Make Pipeline Parallelism Optional
XinDongol opened this issue · comments
Xin (Simon) Dong commented
When build a customized model, do we need to make sure all blocks are PipelineBlock
?
Was trying to build a model with only data parallism and tensor parallism but got error in line thresholds = [block_cumulative_costs[-1] * ((rank + 1) / pp_size) for rank in range(pp_size)]
def build_model(
model_builder: Callable[[], NanotronModel],
parallel_context: ParallelContext,
dtype: torch.dtype,
target_pp_ranks: Optional[List[int]] = None,
device: Optional[torch.device] = torch.device("cuda"),
) -> NanotronModel:
"""Build the model and set the pp ranks for each pipeline block."""
# TODO: classes dont take same args
log_rank("Building model..", logger=logger, level=logging.INFO, rank=0, group=parallel_context.world_pg)
model: NanotronModel = model_builder()
# If no target pp ranks are specified, we assume that we want to use all pp ranks
if target_pp_ranks is None:
pp_size = parallel_context.pp_pg.size()
target_pp_ranks = list(range(pp_size))
else:
pp_size = len(target_pp_ranks)
# Set rank for each pipeline block
log_rank("Setting PP block ranks...", logger=logger, level=logging.INFO, rank=0, group=parallel_context.world_pg)
pipeline_blocks = [module for name, module in model.named_modules() if isinstance(module, PipelineBlock)]
# "cuda" is already defaulted for each process to it's own cuda device
with init_on_device_and_dtype(device=device, dtype=dtype):
# TODO: https://github.com/huggingface/nanotron/issues/65
# Balance compute across PP blocks
block_compute_costs = model.get_block_compute_costs()
block_cumulative_costs = np.cumsum(
[
block_compute_costs[module.module_builder] if module.module_builder in block_compute_costs else 0
for module in pipeline_blocks
]
)
thresholds = [block_cumulative_costs[-1] * ((rank + 1) / pp_size) for rank in range(pp_size)]
assert thresholds[-1] >= block_cumulative_costs[-1]
target_pp_rank_idx = 0
for block, cumulative_cost in zip(pipeline_blocks, block_cumulative_costs):
assert target_pp_rank_idx < pp_size
block.build_and_set_rank(target_pp_ranks[target_pp_rank_idx])
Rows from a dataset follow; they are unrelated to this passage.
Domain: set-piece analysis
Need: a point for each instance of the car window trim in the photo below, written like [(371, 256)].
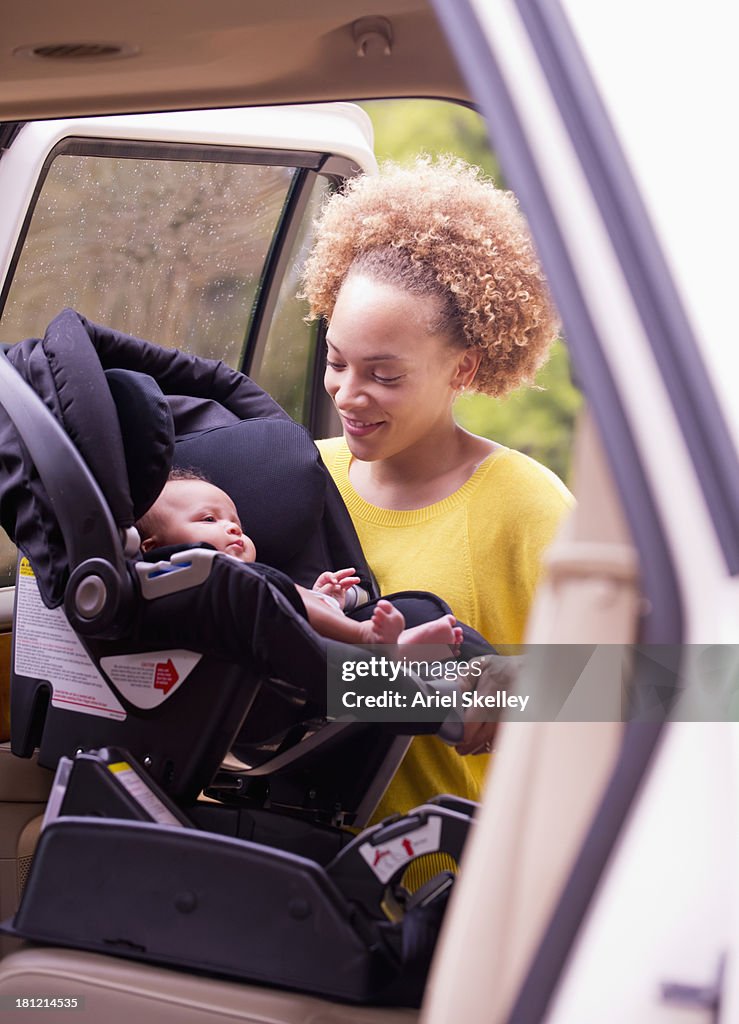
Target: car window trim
[(655, 296), (336, 170)]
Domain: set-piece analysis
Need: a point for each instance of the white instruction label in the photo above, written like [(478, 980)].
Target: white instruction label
[(47, 647), (132, 781), (146, 680), (386, 858)]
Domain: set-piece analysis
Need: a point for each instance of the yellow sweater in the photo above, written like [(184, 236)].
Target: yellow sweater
[(480, 550)]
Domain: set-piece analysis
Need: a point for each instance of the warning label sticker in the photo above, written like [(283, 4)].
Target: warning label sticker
[(47, 647), (386, 858), (148, 679)]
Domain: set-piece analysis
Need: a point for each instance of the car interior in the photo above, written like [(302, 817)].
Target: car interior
[(549, 778)]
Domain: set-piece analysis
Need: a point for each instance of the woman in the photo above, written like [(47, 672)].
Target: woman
[(430, 286)]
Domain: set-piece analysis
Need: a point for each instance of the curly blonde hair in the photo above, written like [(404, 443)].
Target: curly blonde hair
[(439, 227)]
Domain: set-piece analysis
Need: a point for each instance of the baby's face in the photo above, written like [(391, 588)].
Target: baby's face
[(193, 512)]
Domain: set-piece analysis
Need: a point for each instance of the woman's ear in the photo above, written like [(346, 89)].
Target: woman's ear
[(467, 367)]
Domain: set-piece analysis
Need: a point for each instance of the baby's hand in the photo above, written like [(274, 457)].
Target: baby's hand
[(337, 584)]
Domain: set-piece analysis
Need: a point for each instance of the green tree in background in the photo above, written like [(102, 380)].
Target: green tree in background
[(538, 421)]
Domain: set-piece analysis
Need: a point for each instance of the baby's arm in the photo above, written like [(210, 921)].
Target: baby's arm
[(385, 626), (337, 584)]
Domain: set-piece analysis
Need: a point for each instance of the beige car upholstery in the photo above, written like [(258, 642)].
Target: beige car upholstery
[(118, 991), (547, 777), (24, 790), (190, 54)]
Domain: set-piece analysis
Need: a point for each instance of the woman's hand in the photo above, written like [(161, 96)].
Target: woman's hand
[(481, 724)]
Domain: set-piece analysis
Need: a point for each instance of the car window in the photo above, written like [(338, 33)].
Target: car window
[(284, 365), (173, 244), (166, 249)]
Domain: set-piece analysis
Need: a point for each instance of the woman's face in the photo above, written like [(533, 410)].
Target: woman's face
[(391, 380)]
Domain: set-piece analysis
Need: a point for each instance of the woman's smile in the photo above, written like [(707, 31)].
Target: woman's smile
[(359, 428)]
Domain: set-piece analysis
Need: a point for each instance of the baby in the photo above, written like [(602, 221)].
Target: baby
[(190, 510)]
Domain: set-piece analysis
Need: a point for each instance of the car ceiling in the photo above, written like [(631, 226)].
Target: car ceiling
[(185, 53)]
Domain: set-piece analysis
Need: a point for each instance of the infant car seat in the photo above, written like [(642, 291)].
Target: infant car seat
[(154, 672)]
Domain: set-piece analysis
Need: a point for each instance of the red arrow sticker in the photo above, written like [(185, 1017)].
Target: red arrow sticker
[(165, 676)]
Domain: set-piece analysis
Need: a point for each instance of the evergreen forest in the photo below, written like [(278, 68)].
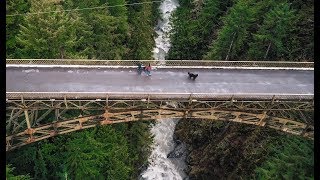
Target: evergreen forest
[(231, 30)]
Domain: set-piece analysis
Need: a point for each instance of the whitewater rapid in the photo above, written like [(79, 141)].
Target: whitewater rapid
[(160, 166), (162, 30)]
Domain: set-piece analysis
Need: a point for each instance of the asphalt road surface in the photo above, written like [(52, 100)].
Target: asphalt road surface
[(22, 79)]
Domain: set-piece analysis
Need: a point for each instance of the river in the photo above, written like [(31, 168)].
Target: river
[(160, 166)]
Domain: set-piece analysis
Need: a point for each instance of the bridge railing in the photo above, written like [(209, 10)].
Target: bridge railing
[(155, 96), (168, 63)]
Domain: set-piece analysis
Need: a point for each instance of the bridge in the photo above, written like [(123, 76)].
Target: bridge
[(47, 97)]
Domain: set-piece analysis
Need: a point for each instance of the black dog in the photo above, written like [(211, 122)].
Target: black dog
[(191, 75)]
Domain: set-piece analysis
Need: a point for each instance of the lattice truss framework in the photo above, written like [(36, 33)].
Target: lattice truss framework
[(34, 120)]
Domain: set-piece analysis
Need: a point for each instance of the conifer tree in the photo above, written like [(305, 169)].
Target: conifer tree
[(270, 42), (12, 24), (232, 38), (49, 35)]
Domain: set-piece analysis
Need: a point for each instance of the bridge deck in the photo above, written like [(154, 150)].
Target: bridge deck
[(126, 80)]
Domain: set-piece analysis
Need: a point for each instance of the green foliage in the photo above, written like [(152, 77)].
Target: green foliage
[(290, 157), (193, 26), (12, 24), (11, 176), (106, 152), (232, 38), (52, 35), (270, 42)]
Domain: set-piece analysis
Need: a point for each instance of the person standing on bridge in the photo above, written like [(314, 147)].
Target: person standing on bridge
[(148, 69), (140, 67)]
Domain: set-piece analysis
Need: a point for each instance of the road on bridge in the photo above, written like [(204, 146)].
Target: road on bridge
[(233, 81)]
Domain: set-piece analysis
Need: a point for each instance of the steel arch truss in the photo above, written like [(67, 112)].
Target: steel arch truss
[(34, 120)]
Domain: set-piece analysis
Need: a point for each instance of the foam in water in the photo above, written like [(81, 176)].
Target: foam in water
[(160, 167)]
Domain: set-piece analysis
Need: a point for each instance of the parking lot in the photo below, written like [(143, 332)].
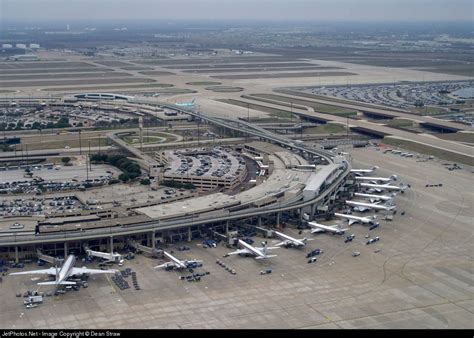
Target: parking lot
[(55, 179), (216, 162), (397, 95), (421, 277)]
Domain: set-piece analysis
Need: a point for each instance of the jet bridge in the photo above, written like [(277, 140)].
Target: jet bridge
[(49, 259), (149, 250)]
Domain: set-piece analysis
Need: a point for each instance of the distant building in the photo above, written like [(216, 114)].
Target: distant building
[(26, 57), (7, 52)]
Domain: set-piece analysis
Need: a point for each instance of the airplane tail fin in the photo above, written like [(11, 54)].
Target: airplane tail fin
[(266, 256), (56, 283)]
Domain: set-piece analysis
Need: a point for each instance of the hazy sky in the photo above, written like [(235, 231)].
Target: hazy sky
[(349, 10)]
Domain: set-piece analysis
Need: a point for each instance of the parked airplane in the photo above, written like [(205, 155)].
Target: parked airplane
[(259, 253), (357, 219), (176, 263), (374, 198), (290, 241), (109, 257), (64, 272), (186, 104), (334, 229), (361, 206), (382, 187), (377, 179), (359, 172)]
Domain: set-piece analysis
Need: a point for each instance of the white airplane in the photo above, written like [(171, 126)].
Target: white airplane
[(109, 257), (374, 198), (357, 219), (186, 104), (377, 179), (66, 270), (361, 206), (290, 241), (177, 263), (381, 187), (259, 253), (359, 172), (334, 229)]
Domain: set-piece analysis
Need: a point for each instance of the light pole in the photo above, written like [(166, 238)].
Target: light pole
[(80, 142)]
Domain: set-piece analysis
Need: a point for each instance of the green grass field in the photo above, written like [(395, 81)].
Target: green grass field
[(318, 107), (400, 123), (428, 150), (271, 111), (328, 128)]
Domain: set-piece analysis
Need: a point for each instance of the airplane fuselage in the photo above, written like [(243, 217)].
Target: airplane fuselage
[(66, 268), (293, 241), (381, 186), (328, 228), (377, 197), (380, 179), (370, 205), (179, 264), (255, 251), (355, 218)]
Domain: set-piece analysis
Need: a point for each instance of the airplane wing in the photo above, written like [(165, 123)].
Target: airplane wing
[(79, 271), (194, 261), (265, 257), (283, 243), (241, 251), (56, 283), (269, 248), (50, 271), (164, 265)]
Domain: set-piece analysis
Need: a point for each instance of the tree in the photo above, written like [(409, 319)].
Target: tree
[(145, 181), (124, 177)]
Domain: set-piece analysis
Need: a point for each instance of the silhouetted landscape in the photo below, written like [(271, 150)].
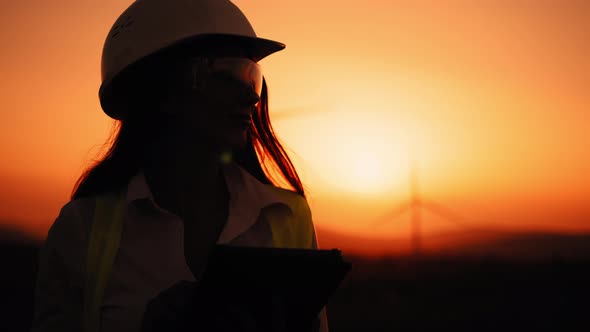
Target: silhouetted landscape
[(454, 292)]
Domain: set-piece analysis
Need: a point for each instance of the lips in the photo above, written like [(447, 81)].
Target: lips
[(240, 118)]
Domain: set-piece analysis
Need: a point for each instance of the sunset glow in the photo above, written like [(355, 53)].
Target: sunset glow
[(489, 99)]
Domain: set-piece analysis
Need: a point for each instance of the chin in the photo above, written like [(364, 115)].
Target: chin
[(235, 139)]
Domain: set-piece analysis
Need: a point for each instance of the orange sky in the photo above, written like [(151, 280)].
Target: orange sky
[(492, 96)]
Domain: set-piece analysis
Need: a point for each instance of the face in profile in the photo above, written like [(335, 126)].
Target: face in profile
[(212, 96)]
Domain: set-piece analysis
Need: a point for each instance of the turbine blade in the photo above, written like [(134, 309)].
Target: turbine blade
[(447, 214)]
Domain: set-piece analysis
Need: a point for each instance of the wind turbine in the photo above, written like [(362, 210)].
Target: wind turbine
[(415, 206)]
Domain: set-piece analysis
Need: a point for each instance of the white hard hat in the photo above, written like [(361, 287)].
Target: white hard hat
[(149, 26)]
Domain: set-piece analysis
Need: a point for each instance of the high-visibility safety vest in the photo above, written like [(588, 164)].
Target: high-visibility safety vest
[(290, 229)]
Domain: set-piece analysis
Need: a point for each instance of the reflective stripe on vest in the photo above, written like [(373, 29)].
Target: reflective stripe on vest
[(105, 237)]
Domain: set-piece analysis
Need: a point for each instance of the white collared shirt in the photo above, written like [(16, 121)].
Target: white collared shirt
[(150, 257)]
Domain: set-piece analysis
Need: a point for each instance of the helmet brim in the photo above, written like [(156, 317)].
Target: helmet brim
[(256, 48)]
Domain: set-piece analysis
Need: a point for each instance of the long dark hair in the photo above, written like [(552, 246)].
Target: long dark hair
[(122, 160)]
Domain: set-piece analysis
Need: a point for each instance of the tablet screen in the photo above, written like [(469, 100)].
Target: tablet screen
[(304, 279)]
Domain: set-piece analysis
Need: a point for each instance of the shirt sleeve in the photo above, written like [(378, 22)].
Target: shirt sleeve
[(58, 303), (323, 314)]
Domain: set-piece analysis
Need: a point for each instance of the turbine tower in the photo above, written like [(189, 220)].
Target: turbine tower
[(415, 205)]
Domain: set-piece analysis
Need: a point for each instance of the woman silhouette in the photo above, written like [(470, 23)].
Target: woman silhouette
[(182, 81)]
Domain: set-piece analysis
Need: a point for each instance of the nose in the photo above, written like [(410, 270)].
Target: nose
[(249, 97)]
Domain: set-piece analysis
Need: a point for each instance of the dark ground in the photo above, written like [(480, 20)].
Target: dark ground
[(402, 295)]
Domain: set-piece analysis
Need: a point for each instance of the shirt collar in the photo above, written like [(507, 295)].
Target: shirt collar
[(247, 193)]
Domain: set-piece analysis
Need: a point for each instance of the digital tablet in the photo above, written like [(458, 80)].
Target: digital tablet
[(304, 278)]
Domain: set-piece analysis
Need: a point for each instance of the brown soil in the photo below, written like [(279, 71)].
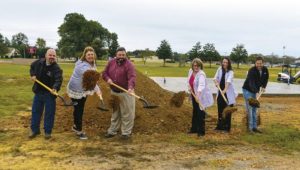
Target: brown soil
[(165, 119), (178, 99)]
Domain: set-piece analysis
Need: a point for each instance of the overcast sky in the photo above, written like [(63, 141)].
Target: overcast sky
[(263, 26)]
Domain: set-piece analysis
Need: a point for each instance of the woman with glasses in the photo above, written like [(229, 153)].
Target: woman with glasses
[(201, 96)]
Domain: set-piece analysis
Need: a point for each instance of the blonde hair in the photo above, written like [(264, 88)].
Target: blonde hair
[(87, 49), (198, 62)]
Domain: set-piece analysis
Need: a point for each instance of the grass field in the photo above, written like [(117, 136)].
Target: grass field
[(277, 148)]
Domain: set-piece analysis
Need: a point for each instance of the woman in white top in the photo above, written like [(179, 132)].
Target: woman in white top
[(76, 91), (224, 79), (197, 84)]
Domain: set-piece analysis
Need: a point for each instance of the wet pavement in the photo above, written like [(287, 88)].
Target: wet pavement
[(177, 84)]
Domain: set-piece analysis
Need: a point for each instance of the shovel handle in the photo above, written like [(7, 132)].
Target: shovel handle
[(201, 106), (46, 87), (101, 98), (222, 93), (259, 94), (121, 88)]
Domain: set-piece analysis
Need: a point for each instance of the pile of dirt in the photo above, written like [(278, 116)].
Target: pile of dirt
[(165, 119)]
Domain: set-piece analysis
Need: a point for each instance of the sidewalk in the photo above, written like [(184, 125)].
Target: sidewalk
[(177, 84)]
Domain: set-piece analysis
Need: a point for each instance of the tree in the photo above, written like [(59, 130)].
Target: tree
[(113, 44), (164, 51), (3, 46), (252, 57), (20, 42), (209, 53), (195, 52), (239, 54), (40, 43), (181, 58), (97, 44), (76, 33), (7, 42)]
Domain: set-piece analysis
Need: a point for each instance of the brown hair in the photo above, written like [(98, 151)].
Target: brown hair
[(90, 79), (87, 49), (198, 62)]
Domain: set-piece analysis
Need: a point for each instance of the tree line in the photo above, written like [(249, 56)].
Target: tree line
[(76, 32), (208, 53)]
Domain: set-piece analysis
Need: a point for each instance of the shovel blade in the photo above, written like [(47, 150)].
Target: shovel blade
[(146, 104), (67, 103), (150, 106)]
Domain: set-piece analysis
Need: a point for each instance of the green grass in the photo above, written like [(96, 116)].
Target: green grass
[(276, 135), (16, 86)]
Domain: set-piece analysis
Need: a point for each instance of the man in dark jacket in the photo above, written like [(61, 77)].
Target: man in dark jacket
[(257, 79), (48, 72)]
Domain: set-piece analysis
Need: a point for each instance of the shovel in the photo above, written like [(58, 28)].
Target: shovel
[(228, 109), (56, 94), (102, 105), (145, 102), (254, 102), (200, 104)]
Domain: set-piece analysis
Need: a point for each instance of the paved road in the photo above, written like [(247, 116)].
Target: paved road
[(177, 84)]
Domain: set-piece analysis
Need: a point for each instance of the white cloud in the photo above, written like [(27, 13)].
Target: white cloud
[(264, 26)]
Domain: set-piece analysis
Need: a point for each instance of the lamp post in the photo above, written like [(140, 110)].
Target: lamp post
[(283, 54)]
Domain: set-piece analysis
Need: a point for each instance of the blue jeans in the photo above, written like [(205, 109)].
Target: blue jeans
[(40, 101), (250, 110)]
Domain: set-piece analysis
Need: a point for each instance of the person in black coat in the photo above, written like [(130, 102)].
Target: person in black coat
[(257, 79), (48, 72)]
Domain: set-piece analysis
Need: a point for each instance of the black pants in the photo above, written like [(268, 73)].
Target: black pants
[(198, 119), (78, 112), (223, 123)]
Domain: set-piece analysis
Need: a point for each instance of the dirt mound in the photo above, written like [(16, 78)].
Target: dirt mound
[(178, 99), (165, 119)]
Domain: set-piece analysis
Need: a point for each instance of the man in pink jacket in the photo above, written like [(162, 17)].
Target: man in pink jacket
[(121, 71)]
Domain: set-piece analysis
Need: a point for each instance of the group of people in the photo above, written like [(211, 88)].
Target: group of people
[(118, 71), (121, 72), (255, 82)]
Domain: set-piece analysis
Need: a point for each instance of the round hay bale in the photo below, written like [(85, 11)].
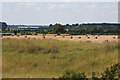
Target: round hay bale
[(88, 37)]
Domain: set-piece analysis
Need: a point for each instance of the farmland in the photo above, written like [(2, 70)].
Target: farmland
[(49, 57)]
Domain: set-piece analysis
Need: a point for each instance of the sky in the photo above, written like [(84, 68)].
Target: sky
[(45, 13)]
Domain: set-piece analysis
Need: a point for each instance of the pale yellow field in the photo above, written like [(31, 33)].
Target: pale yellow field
[(84, 38)]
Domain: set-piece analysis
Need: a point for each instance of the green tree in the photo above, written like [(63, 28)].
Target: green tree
[(58, 29), (3, 26)]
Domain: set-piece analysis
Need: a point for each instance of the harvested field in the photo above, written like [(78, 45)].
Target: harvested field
[(35, 57), (84, 38)]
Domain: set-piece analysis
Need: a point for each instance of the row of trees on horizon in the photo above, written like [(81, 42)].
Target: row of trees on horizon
[(74, 29)]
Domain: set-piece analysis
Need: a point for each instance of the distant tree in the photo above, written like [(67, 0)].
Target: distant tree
[(58, 29), (50, 25), (3, 26), (67, 25), (15, 32)]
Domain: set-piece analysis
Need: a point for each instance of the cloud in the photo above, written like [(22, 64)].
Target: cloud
[(56, 6), (60, 0)]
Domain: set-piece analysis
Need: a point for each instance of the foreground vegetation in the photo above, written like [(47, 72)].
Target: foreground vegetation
[(51, 58)]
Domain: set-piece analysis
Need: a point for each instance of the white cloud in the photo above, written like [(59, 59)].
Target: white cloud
[(56, 6), (60, 0), (52, 6)]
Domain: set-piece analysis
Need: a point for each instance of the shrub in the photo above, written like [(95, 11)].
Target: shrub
[(33, 48), (51, 49), (72, 75), (113, 72)]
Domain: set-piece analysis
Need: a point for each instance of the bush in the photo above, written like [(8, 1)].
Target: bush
[(72, 75), (33, 48), (51, 49)]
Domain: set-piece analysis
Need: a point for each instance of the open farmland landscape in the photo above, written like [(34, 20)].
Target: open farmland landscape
[(60, 40), (49, 58)]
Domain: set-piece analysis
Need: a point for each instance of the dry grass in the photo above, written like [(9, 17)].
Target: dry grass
[(50, 58)]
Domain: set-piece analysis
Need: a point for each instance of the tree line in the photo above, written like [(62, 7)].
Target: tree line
[(73, 29)]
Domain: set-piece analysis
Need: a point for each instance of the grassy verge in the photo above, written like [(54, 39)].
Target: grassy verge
[(50, 58)]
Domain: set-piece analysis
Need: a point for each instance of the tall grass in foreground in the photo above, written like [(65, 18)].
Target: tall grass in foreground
[(50, 58)]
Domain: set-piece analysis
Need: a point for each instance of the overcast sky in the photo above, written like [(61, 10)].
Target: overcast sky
[(45, 13)]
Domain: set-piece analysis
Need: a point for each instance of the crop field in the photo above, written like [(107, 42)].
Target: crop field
[(48, 58), (64, 37)]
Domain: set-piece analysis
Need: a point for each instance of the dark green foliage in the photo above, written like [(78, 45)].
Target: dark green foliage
[(58, 28), (113, 72), (109, 74), (15, 32), (75, 29), (3, 26), (72, 75)]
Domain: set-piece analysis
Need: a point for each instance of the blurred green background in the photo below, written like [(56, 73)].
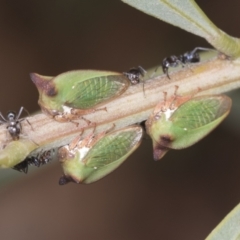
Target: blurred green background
[(183, 196)]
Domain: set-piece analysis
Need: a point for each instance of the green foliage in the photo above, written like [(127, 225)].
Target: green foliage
[(228, 228), (182, 124), (187, 15), (93, 157)]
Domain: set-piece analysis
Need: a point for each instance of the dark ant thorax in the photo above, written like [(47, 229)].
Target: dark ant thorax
[(135, 74), (13, 123), (186, 58), (40, 160)]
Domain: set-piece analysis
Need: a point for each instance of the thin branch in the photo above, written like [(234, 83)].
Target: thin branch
[(212, 77)]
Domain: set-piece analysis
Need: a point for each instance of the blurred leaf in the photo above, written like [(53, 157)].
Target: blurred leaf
[(228, 228), (187, 15)]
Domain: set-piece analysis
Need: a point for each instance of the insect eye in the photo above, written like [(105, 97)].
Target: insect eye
[(11, 115)]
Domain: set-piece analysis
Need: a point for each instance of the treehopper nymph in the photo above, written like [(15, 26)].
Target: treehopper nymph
[(72, 94), (180, 122), (86, 160)]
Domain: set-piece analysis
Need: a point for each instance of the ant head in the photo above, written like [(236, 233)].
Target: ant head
[(11, 115)]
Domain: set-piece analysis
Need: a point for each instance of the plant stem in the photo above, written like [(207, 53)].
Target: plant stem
[(212, 77)]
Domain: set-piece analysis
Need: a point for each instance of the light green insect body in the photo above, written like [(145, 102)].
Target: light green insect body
[(15, 152), (93, 157), (186, 121), (76, 93)]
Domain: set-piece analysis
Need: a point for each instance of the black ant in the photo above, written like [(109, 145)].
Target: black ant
[(135, 74), (188, 57), (38, 161), (14, 123)]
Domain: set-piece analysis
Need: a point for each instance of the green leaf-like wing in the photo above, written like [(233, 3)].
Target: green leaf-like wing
[(85, 89), (201, 111), (111, 151), (196, 118)]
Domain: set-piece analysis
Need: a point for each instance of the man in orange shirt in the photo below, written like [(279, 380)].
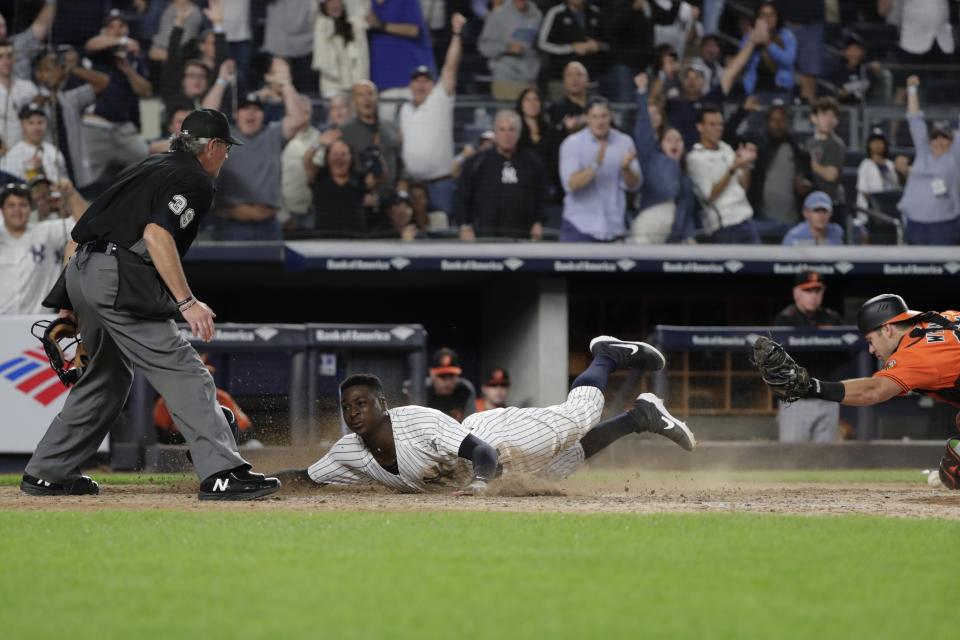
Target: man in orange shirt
[(920, 352)]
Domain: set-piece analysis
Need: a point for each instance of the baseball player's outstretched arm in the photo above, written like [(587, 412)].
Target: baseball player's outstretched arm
[(864, 392)]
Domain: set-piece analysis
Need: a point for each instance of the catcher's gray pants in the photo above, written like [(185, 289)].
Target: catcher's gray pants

if cumulative_cost > thresholds[target_pp_rank_idx]:
target_pp_rank_idx += 1
model.input_pp_rank = target_pp_ranks[0]
model.output_pp_rank = target_pp_ranks[target_pp_rank_idx]
return model
XλRI-U5 commented
Hello. Yes, you can still build a model without PipelineBlock, but you'll need to make some modifications because the current version of Nanotron's Trainer isn't designed for this
For example, you could bypass the build_model function [link], and directly initialize the model weights.